Il lato umano di un intellettuale e regista: omaggio a Gian Vittorio Baldi

Gian Vittorio Baldi
Gian Vittorio Baldi
di Nunzia Catena

Era l’estate caldissima del 1980 a Bologna, prima della bomba alla stazione, quando mi venne proposto un lavoro dalla direzione delle Cooperative Culturali E.R., che consisteva nell’andare ad intervistare alcuni personaggi che avevano un ruolo riconosciuto nel paesaggio culturale bolognese.
Tra le persone da intervistare c’era Gian Vittorio Baldi, il regista scomparso pochi giorni fa.

Gian Vittorio Baldi, per chi non ne fosse a conoscenza, è stato un produttore e regista caparbiamente indipendente, impegnato su temi sociali e politici, non a caso ha prodotto e diretto, tra decine di film e documentari, anche alcuni lavori di, e con, Pasolini. E mi fermo qui per quanto attiene la sua presentazione artistica.

Cominciai quel lavoro.

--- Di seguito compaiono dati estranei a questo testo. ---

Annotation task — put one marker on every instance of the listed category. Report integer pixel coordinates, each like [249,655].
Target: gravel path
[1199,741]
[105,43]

Ero davvero molto giovane, molto impacciata, timida al limite dell’aggressivo, come quasi tutte le ragazze che arrivavano dal sud – allora così arretrato nella cultura femminile – in una città sconosciuta, in cui quasi tutto per me era difficile e oscuro. Sarà stato per questo che, quando entrai nello studio dell’abitazione di Gian Vittorio Baldi, anche se tutto era stato preparato dal mio ufficio per dare una certa formalità e scorrevolezza all’intervista, e lo trovai in penombra, quasi al buio, dietro una scrivania con i libri che stratificavano l’intera stanza, mi sembrò “un uomo grande e minaccioso”.